Einen Überblick über die kanadische Literatur bot Margarete von Schwarzkopf, die „gezeigt hat, wie sehr sie für Literatur brennt“, so die Einschätzung eines der rund 30 Gäste im Museum. Schwarzkopf ist keine Unbekannte in Bad Berleburg, mehrfach war sie schon an der Odeborn und hat ihre Expertise gezeigt.
Kanada ist ein vielfältiges Land, und genauso vielfältig ist auch seine Literatur. Gleichzeitig zeigt sich die viele Jahre währende Suche nach einer eigenen Identität zwischen Europa und Amerika, zwischen den USA und Großbritannien. Der Literaturbetrieb stand lange im Schatten des mächtigen Nachbarn im Süden, und gleichzeitig war Kanada immer Teil des Empire und ist heute noch Teil des Commonwealth. Und doch gibt es eine selbstbewusste französische Sprachgemeinschaft, und in den vergangenen Jahrzehnten haben sich die Autoren der First Nations emanzipiert und sind heute ein wichtiger Teil der kanadischen Literatur.
"Was in der kanadischen Literatur seit jeher großgeschrieben wird, ist der Grundgedanke, dass Literatur bei allem sozialen Engagement vor allem unterhalten soll."
Margarete von Schwarzkopf
Kanada-Kennerin
Margarete von Schwarzkopf hat längere Zeit in Kanada gelebt, hat in der Botschaft in Bonn für das Land gearbeitet und berichtet wie selbstverständlich von den Brüchen, die dieses Land durchgemacht hat. Während die frankophonen Autoren lange von Frankreich beeinflusst waren und viele historische Romane herausgebracht haben, findet sich im anglophonen Teil der Literaturgemeinde eine enge Bindung an den britisch-irischen Raum.

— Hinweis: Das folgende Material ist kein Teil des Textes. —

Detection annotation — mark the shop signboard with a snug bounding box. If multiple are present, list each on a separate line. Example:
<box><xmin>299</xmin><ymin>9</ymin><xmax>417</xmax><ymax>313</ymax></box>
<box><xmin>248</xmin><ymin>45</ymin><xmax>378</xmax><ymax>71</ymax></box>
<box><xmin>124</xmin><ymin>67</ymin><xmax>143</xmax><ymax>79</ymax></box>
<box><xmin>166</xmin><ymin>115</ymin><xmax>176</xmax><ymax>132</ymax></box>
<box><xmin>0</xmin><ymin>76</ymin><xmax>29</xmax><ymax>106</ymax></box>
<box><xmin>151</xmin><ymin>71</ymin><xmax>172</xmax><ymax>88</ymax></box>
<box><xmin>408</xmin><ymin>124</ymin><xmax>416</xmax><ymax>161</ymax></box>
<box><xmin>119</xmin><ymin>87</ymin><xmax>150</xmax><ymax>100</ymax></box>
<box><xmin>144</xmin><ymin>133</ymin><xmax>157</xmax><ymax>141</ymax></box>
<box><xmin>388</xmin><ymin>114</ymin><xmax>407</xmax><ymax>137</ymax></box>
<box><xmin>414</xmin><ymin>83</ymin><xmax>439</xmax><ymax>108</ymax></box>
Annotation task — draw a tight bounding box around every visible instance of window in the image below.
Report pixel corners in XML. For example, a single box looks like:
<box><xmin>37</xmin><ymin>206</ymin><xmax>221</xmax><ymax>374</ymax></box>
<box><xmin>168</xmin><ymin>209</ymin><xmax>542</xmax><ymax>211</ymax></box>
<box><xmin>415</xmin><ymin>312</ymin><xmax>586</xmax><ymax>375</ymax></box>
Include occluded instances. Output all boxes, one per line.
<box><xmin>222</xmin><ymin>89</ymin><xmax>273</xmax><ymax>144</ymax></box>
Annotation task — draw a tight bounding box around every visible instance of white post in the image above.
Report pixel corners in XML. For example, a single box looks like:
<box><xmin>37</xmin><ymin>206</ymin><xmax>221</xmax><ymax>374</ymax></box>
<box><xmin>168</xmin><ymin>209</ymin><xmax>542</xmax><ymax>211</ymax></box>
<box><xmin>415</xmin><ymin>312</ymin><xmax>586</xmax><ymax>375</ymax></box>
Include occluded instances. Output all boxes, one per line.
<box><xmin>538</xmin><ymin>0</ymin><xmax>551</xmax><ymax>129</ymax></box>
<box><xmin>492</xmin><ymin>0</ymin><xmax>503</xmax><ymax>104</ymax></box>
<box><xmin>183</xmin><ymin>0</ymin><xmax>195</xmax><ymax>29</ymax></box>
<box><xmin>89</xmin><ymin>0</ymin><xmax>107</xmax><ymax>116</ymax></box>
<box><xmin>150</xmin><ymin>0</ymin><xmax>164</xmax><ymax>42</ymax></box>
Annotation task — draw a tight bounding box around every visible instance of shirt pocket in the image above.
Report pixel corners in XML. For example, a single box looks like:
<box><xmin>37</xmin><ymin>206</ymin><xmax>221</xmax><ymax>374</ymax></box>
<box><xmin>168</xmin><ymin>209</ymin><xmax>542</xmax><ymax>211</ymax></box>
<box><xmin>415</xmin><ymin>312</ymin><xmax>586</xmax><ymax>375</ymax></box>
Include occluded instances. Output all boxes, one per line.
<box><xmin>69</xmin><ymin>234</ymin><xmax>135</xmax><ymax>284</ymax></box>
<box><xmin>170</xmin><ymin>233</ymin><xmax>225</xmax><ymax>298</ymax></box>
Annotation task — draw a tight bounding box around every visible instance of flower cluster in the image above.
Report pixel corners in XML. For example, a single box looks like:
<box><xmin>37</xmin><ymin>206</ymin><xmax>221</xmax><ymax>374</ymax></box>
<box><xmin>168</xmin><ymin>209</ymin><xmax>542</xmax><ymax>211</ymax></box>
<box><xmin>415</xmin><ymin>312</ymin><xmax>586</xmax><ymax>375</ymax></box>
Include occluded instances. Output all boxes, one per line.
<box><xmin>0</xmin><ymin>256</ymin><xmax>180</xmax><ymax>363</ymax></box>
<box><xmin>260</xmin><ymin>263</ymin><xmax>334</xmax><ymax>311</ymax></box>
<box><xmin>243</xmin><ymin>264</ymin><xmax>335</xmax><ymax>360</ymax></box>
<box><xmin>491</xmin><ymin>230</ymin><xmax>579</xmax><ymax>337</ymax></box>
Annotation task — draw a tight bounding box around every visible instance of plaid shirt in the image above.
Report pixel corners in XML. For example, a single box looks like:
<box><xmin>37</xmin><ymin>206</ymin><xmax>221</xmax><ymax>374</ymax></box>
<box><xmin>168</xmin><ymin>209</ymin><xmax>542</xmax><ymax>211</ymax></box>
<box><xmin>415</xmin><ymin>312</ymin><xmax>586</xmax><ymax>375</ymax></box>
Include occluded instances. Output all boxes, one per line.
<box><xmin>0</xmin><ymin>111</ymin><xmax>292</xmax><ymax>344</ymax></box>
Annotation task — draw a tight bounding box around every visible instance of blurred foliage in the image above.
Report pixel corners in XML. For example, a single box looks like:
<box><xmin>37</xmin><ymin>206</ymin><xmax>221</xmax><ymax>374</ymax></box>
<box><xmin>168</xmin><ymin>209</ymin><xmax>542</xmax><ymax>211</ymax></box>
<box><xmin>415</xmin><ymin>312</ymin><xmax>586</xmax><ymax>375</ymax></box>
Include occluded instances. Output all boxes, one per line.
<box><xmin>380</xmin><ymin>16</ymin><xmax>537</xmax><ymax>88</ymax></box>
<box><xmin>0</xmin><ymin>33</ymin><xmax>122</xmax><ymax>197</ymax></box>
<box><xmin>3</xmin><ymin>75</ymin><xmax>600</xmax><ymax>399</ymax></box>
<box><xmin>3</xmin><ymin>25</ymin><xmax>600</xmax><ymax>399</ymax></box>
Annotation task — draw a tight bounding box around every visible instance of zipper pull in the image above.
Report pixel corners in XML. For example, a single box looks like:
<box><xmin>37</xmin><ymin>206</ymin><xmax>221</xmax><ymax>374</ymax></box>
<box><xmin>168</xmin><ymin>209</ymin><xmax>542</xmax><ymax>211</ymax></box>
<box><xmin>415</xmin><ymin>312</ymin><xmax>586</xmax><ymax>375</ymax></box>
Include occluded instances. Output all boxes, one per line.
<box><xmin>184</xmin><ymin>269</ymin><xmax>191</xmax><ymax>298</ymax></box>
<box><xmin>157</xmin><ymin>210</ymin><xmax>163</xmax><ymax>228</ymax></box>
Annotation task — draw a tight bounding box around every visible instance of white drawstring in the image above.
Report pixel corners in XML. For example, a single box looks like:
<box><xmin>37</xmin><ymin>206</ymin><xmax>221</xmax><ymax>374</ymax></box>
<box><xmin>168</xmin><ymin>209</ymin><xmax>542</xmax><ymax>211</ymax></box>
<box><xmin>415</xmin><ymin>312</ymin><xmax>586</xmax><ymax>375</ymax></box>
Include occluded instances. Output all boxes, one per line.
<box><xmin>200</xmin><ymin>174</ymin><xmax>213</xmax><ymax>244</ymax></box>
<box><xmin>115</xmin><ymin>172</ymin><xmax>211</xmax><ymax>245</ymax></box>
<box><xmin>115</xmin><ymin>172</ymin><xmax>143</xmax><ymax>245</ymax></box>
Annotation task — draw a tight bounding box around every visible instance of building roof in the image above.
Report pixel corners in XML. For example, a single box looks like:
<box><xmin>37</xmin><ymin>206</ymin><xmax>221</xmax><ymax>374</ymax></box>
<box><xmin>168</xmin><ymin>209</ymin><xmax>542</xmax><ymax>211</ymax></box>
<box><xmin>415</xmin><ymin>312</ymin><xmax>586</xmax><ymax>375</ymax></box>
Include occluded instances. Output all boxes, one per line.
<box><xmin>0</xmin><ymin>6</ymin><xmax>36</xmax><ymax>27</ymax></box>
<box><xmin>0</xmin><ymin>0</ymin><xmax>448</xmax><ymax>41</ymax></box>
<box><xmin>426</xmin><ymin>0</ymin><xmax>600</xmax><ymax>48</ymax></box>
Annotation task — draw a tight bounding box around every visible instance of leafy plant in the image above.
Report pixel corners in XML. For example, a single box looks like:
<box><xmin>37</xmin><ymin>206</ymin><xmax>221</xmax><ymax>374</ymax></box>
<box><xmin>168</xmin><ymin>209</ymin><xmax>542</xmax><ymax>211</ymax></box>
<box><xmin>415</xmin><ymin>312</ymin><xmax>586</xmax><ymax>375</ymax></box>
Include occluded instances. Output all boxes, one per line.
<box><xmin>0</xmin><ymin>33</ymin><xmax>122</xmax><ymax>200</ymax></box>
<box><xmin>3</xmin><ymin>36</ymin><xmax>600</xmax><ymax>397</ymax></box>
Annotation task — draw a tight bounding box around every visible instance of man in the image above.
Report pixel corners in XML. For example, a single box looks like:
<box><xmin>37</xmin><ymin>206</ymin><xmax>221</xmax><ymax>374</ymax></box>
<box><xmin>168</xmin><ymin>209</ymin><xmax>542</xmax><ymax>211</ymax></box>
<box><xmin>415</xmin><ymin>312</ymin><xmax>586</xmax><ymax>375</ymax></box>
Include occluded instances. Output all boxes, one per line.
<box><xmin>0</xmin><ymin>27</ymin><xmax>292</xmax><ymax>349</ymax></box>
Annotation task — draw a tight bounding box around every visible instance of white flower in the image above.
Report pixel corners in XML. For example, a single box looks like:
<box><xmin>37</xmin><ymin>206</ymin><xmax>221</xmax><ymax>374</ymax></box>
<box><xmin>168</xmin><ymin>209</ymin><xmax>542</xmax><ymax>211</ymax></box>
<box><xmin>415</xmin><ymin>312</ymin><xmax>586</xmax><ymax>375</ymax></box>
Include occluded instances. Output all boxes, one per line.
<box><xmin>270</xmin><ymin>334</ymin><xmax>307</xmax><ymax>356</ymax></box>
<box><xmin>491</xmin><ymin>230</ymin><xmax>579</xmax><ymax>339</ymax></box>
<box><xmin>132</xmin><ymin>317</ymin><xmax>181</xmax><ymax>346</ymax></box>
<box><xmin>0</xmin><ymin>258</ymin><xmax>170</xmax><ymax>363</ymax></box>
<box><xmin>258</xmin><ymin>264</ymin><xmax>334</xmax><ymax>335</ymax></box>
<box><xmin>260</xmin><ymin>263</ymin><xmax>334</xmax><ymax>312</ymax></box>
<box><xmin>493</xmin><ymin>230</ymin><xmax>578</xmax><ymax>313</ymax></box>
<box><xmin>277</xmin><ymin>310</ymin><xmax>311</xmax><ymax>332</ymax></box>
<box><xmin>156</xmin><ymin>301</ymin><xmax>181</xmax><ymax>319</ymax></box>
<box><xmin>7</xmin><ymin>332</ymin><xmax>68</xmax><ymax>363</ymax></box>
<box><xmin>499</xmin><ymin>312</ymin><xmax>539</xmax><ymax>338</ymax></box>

Aber damit nicht genug, Kanada wurde zum Einwanderungsland – viele Autoren haben ihre Wurzeln nie vergessen und so die Literatur bereichert. Gleichzeitig aber ist man in dem riesigen Land immer noch auf der Suche nach sich selbst. So musste sich auch ein eigener Stil der Schriftsteller finden.
Auch wenn es thematisch viele Parallelen zu den USA gibt, machte Margarete von Schwarzkopf deutlich: „Was in der kanadischen Literatur seit jeher großgeschrieben wird, ist der Grundgedanke, dass Literatur bei allem sozialen Engagement vor allem unterhalten soll.“ Ein zentrales Motiv ist „das Überleben“ in all seinen Formen. Denkt man darüber nach, verwundert diese Aussage wenig, ist Kanada doch ein Land mit ewigem Eis und schier endloser Wildnis.
Margarete von Schwarzkopf sieht im Roman „Der Krieg und die Kröte“ von Timothy Findley ein ebenbürtiges Werk zu Remarques „Im Westen nichts Neues“. Auch in Findleys Werk steht die Hölle des Ersten Weltkriegs im Zentrum der Geschichte und was das Sterben in Verdun mit einer Menschenseele machen kann. Die kanadische Literatur ist nicht nur vielfältig, sondern auch prämiert. Alice Munro wurde 2013 mit dem Nobelpreis ausgezeichnet. Viele andere Autoren fliegen in Deutschland noch unter dem Radar. Das Literaturpflaster wird in diesem Jahr viel Spannendes zu bieten haben.